When you create a new library, all it takes is careful design to ensure that the library will be thread-safe. As you decide what state is needed for the function, you can determine which state needs to be shared between threads, which state should be managed by the caller through external context handles, which state can be kept in local variables within a function, and so forth. You can define the interfaces to the functions to support that state in the most efficient manner. But when you're modifying an existing library to work with threads, you usually don't have that luxury. And when you are using someone else's library, you may need simply to "make do."
7.3.1 Modifying libraries to be thread-safe
Many functions rely on static storage across a sequence of calls, for example, strtok or getpwd.

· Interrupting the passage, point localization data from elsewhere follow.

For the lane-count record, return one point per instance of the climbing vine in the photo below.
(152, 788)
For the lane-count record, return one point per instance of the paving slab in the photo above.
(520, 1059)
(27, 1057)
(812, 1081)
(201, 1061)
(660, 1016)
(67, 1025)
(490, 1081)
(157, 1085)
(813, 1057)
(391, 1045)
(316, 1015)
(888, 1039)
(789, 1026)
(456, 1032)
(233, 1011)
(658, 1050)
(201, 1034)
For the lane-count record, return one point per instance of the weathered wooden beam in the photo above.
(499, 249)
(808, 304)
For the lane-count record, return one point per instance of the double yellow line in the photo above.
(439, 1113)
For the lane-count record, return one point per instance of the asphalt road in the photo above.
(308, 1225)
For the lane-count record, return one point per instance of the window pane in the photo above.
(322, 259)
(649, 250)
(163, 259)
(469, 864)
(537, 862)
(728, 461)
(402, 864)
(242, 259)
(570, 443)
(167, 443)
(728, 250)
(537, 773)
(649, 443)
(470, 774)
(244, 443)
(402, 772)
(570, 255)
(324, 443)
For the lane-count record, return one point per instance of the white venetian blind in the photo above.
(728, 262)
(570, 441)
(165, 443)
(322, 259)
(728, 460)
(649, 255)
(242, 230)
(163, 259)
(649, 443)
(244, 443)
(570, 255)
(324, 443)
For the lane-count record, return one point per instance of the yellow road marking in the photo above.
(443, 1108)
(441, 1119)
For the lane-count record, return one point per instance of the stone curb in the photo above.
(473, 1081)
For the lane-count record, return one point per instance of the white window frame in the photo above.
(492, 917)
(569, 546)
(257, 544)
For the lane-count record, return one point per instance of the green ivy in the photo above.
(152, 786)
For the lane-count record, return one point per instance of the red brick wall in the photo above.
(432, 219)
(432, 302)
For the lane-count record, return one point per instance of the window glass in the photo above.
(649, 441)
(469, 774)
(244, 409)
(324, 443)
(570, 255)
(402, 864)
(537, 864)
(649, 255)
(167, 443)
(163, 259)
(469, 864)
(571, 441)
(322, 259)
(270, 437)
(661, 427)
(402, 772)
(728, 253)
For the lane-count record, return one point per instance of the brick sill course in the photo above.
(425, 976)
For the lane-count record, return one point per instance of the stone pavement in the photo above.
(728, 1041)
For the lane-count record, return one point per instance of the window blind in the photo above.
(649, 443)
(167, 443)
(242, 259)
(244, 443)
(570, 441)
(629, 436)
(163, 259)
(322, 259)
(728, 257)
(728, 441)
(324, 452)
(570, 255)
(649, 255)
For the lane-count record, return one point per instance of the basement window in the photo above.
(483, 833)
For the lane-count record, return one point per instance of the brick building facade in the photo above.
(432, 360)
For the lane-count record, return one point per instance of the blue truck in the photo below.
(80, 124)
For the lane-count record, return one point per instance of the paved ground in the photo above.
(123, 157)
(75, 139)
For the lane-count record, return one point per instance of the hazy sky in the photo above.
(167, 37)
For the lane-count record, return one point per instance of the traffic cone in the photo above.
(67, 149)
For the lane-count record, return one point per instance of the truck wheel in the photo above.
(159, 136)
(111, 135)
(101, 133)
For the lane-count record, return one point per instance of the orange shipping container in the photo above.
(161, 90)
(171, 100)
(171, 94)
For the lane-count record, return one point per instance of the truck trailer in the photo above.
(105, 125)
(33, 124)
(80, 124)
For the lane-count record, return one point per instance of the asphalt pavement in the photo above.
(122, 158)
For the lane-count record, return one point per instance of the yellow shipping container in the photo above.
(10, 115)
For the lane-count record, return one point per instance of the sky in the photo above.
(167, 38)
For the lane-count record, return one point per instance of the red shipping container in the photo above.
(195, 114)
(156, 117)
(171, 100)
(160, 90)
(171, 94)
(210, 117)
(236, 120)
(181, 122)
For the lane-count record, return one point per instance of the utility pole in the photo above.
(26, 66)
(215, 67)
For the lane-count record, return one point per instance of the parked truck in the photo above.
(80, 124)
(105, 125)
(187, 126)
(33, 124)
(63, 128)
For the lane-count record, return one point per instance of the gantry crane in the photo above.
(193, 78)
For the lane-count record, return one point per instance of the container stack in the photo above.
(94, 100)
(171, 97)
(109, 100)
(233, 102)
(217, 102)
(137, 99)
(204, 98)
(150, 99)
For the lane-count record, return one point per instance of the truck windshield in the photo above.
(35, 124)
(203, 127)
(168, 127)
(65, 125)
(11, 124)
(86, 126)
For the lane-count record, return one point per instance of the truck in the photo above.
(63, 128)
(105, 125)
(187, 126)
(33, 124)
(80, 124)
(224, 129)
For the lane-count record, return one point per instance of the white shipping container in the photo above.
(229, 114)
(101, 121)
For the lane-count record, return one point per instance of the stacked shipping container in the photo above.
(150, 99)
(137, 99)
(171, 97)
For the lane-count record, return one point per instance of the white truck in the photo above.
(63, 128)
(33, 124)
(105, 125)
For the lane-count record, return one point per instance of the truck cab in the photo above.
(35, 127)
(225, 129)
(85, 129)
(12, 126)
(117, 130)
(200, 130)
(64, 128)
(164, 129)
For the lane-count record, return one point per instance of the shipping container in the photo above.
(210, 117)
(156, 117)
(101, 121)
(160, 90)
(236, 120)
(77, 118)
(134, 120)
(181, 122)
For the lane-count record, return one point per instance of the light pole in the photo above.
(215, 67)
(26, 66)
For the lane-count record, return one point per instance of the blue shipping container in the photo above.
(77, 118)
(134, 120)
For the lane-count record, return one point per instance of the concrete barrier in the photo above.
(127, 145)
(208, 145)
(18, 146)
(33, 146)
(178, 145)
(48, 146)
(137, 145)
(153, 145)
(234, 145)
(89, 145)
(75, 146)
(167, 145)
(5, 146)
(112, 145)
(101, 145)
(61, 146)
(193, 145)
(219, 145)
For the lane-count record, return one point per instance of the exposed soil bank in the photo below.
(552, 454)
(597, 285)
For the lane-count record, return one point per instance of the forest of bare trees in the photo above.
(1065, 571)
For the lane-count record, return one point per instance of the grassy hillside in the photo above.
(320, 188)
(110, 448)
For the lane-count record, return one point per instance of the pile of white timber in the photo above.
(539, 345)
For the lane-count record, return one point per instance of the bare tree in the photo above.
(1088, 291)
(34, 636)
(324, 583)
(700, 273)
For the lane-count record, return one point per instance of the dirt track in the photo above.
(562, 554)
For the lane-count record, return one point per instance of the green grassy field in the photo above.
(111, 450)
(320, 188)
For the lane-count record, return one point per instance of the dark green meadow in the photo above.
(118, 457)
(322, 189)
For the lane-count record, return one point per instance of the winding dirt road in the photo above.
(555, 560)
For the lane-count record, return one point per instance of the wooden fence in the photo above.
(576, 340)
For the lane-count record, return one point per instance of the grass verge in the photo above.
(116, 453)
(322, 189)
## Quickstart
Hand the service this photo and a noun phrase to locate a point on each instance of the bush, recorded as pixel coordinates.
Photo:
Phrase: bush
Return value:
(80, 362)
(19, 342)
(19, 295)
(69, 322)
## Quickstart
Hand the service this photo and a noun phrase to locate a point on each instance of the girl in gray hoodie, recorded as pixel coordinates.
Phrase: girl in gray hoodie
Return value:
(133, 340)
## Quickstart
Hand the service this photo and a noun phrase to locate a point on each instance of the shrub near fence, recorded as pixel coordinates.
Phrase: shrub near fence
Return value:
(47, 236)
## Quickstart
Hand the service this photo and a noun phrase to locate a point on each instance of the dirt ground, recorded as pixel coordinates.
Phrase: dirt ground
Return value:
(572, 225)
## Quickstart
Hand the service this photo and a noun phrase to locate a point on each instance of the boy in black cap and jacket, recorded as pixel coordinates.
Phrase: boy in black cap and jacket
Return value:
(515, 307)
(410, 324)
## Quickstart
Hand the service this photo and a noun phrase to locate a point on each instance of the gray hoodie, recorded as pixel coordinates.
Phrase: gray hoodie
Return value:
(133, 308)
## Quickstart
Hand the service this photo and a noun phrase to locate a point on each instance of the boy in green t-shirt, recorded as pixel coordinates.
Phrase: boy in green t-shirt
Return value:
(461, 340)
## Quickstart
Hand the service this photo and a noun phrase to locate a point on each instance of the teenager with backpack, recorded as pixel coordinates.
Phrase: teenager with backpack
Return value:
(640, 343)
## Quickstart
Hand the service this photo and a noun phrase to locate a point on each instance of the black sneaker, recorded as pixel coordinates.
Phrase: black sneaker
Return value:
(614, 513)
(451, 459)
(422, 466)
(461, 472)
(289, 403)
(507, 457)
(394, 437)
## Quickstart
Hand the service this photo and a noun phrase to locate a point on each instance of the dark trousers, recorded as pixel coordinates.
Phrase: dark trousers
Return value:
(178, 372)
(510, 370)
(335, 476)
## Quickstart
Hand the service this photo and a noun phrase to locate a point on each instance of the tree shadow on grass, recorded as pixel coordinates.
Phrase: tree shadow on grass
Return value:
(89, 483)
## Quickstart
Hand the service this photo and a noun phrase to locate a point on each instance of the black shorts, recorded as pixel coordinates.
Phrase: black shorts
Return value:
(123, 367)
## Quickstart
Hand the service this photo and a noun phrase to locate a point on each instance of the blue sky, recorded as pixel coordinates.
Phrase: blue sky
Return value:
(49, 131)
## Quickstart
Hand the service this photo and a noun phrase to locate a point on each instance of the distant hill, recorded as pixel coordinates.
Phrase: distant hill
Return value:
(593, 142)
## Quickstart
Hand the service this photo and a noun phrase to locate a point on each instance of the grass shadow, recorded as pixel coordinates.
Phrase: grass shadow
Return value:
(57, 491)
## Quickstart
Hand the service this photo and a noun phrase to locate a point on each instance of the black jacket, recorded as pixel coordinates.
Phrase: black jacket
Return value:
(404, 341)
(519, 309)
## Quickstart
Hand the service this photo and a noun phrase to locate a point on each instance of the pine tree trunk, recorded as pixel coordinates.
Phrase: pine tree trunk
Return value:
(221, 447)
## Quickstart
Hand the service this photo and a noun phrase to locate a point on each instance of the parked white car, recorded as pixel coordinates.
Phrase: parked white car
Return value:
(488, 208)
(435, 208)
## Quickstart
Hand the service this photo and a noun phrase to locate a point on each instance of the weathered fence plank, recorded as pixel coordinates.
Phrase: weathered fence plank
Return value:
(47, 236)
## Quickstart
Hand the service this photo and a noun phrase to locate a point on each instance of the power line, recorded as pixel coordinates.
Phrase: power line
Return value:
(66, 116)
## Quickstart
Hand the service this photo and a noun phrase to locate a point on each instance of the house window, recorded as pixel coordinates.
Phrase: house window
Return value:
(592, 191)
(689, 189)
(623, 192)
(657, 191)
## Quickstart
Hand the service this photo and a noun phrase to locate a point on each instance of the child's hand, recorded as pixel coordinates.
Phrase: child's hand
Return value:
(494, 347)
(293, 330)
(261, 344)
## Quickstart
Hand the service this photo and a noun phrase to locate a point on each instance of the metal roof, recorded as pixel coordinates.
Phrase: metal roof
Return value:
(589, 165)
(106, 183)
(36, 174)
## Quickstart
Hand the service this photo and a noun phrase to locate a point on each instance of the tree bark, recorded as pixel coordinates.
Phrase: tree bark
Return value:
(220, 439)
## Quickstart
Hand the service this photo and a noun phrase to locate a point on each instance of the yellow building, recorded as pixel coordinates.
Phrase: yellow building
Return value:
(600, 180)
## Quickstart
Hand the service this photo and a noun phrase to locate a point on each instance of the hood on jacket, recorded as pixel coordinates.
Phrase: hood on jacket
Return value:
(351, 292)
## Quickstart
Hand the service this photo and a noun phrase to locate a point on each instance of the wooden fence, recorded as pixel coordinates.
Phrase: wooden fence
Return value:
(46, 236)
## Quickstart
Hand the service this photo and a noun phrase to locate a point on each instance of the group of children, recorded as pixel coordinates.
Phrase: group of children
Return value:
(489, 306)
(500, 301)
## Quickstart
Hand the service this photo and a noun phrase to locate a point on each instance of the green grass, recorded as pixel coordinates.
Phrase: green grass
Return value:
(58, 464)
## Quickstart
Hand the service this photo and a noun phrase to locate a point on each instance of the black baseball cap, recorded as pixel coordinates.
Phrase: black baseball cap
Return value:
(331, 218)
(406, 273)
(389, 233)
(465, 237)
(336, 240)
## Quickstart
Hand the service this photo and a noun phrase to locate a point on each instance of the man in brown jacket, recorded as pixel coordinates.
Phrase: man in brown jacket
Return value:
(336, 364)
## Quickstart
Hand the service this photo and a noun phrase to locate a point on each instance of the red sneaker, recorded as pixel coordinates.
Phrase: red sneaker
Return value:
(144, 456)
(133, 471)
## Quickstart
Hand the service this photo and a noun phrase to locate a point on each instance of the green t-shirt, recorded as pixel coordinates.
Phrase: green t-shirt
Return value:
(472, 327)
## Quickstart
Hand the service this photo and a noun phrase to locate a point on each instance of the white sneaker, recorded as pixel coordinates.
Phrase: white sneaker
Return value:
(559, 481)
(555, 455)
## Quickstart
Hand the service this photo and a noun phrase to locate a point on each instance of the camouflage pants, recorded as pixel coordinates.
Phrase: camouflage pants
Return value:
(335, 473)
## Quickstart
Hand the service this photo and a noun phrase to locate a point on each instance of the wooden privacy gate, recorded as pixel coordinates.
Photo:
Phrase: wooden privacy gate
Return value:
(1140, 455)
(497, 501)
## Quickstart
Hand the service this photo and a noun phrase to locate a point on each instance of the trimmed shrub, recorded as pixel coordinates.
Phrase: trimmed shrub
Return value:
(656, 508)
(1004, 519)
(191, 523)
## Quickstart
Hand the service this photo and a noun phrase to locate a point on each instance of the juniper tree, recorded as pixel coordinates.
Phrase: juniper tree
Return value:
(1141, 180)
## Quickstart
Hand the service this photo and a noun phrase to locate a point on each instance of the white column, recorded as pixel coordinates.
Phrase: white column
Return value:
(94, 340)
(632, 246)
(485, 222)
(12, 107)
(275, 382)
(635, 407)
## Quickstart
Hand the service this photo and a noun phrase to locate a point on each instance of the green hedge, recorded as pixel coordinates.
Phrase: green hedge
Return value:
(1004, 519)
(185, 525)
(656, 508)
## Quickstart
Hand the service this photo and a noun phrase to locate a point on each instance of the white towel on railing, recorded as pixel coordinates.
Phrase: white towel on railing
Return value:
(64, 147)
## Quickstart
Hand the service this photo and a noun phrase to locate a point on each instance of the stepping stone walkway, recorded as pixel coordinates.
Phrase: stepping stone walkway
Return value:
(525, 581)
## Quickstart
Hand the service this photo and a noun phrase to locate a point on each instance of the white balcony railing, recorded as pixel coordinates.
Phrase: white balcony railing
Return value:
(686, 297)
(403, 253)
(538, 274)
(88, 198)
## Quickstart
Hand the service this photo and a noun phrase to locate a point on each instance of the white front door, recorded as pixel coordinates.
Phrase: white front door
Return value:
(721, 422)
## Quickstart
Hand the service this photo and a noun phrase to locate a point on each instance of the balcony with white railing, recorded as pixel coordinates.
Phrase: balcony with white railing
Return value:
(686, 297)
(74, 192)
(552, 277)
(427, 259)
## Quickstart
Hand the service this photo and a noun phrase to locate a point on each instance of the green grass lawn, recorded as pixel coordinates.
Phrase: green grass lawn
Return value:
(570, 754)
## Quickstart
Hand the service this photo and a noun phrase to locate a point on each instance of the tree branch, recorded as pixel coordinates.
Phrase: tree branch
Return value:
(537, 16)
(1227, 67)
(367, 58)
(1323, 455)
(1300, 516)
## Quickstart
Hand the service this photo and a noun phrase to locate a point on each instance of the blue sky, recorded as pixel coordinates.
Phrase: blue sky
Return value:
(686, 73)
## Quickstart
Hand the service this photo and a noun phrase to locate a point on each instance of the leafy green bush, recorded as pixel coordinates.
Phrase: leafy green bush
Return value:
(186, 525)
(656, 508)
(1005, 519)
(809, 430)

Others depend on returning a pointer to static storage, for example, asctime. This section points out some techniques that can help when you need to make "legacy" libraries thread-safe, using some well-known examples in the ANSI C run-time library.
The simplest technique is to assign a mutex to each subsystem. At any call into the subsystem you lock the mutex; at any exit from the subsystem you unlock the mutex. Because this single mutex covers the entire subsystem, we often refer to such a mechanism as a "big mutex" (see Section 3.2.4). The mutex prevents more than one thread from executing within the subsystem at a time. Note that this fixes only
One problem with using the "big mutex" approach is that you have to be careful about your definition of "subsystem." You need to include all functions that share data or that call each other. If malloc and free have one mutex while realloc uses another, then you've got a race as soon as one thread calls realloc while another thread is in malloc or free.
And what if realloc is implemented to call malloc, copy data, and then call free on the old pointer? The realloc function would lock the heap mutex and call malloc. The malloc function would immediately try to lock the heap mutex itself, resulting in a deadlock. There are several ways to solve this. One is to carefully separate each of the external interfaces into an internal "engine" function that does the actual work and an external entry point that locks the subsystem mutex and calls the engine. Other entry points within the subsystem that need the same engine function would call it directly rather than using the normal entry point. That's often the most efficient solution, but it is also harder to do. Another possibility is to construct a "recursive" mutex that allows the subsystem to relock
its own mutex without deadlock.* Now malloc and free are allowed to relock the mutex held by realloc, but another thread trying to call any of them will be blocked until realloc completely unlocks the recursive mutex.
Most functions with persistent state require more substantial changes than just a "big mutex," especially to avoid altering the interface. The asctime function, for example, returns a pointer to the character string representation of a binary time. Traditionally, the string is formatted into a static buffer declared within the asctime function, and the function returns a pointer to that buffer.
Locking a mutex within asctime isn't enough to protect the data. In fact, it is not even particularly useful. After asctime returns, the mutex has been unlocked. The caller needs to read the buffer, and there is nothing to prevent another thread from calling asctime (and "corrupting" the first thread's result) before the first thread has finished reading or copying it. To solve this problem using a mutex, the caller would need to lock a mutex before calling asctime, and then unlock it only after it had finished with the data or copied the returned buffer somewhere "safe."
The problem can instead be fixed by recoding asctime to allocate a heap buffer using malloc, formatting the time string into that buffer, and returning its address. The function can use a thread-specific data key to keep track of the heap address so that it can be reused on the next call within that thread. When the thread terminates, a destructor function can free the storage.